Know an Abscessed Tooth’s Signs and Symptoms
A person may be suffering from an abscessed tooth if:
- There is a pimple or swelling on the gum that is also filled with pus. The pimple is referred to as a draining fistula and this can usually be ruptured to release the pus. Evidently, this is a very noticeable indication of infection. Further, other tooth abscess signs are unpleasant odor in the mouth or bad taste.
- There is discomfort or pain in pressing on the tooth or when eating. The abscess that has disseminated in the tip of the root causes the bones and gums to be affected. At times, the pulsating or throbbing pain is so serious that it can no longer be relieved with pain medications. Moreover, this is commonly linked with the spread of the infection and eventually causes more pressure on the nearby structures of bones and gums.
- The fall-out of the neurotic pulp which flows into the permeable layer of the tooth causes discoloration which turns the tooth in dark color as compared to the neighboring teeth.
- There are cases when an abscessed tooth does not any symptoms at all. Since the tooth has lost its capability to feel stimuli or has lost its vitality, there may be no discomfort or pain linked to it. But, the abscess is still present and may still disperse the infection. Occasionally, an abscessed tooth is diagnosed during X-ray exam where the patient has not encountered any symptoms of this condition.

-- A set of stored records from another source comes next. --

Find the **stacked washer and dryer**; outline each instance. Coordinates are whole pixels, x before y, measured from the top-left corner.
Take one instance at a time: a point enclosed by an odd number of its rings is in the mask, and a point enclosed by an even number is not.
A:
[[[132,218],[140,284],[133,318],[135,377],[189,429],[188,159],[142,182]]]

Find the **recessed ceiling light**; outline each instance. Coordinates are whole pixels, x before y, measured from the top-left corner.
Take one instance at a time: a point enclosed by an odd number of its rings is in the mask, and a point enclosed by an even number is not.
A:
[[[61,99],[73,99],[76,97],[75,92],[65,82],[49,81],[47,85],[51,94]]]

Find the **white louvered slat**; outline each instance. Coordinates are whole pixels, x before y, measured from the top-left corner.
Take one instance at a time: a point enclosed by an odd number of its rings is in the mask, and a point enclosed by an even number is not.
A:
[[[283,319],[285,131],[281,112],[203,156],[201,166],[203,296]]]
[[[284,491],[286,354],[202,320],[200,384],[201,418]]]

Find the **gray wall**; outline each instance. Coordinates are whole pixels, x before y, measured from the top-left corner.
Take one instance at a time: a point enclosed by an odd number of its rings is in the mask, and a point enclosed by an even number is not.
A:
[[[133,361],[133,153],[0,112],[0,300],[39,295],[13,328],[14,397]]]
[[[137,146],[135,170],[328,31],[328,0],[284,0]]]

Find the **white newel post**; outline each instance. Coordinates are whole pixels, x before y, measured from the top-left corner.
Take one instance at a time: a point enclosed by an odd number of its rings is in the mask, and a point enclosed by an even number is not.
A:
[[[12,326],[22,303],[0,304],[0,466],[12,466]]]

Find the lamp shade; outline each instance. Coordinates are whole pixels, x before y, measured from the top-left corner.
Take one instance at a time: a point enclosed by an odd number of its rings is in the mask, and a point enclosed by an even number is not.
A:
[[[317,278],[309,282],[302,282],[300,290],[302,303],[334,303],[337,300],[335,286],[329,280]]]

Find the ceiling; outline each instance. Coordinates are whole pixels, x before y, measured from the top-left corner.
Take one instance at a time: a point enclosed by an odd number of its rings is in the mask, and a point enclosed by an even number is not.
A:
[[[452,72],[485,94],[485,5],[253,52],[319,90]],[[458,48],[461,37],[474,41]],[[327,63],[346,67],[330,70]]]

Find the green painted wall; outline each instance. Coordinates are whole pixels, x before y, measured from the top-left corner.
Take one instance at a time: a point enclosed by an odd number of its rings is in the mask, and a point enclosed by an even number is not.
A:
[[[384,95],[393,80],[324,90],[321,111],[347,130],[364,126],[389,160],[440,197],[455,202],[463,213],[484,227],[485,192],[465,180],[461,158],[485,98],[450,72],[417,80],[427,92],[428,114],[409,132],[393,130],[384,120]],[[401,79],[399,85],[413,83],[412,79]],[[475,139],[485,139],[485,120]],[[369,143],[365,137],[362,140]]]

How is an Abscessed Tooth Diagnosed?
The diagnosis of an abscessed tooth is generally identified by:
- Signs and symptoms as reported by the patient
- What is observed or visualized with X-rays
- Tests and examinations which are performed by the dentist
The Treatment for an Abscessed Tooth
The common treatment for an abscessed tooth for an adult teeth starts with carefully and thoroughly removing the infection. Hinging on how much infection has proliferated, the course of action typically comprise of draining the tooth and its surrounding structures of the infection and also through the help of oral antibiotics.
In some cases, the infection can disseminate rapidly and necessitate urgent attention. Likewise, if the dentist is unavailable and there is already swelling in the face and in the jaw as well as fever, then, it is advisable to go to the emergency room and have it checked. It is also important to go to the emergency room immediately if the patient is suffering from difficulty in swallowing and breathing.
At the time the infection is removed, the tooth may now be restored and a procedure that is required to be performed is none other than a root canal. This procedure cleans out the pulp chamber and the connected canals and then carefully covers the space using a gutta percha known as an inert material that is made of rubber.
In actuality, cleaning and covering the inner space shield the tooth from more invasive infections. On the other hand, the tooth is extracted instead if the tooth can no longer be restored. This is fundamental in impeding a persistent infection which could damage other teeth.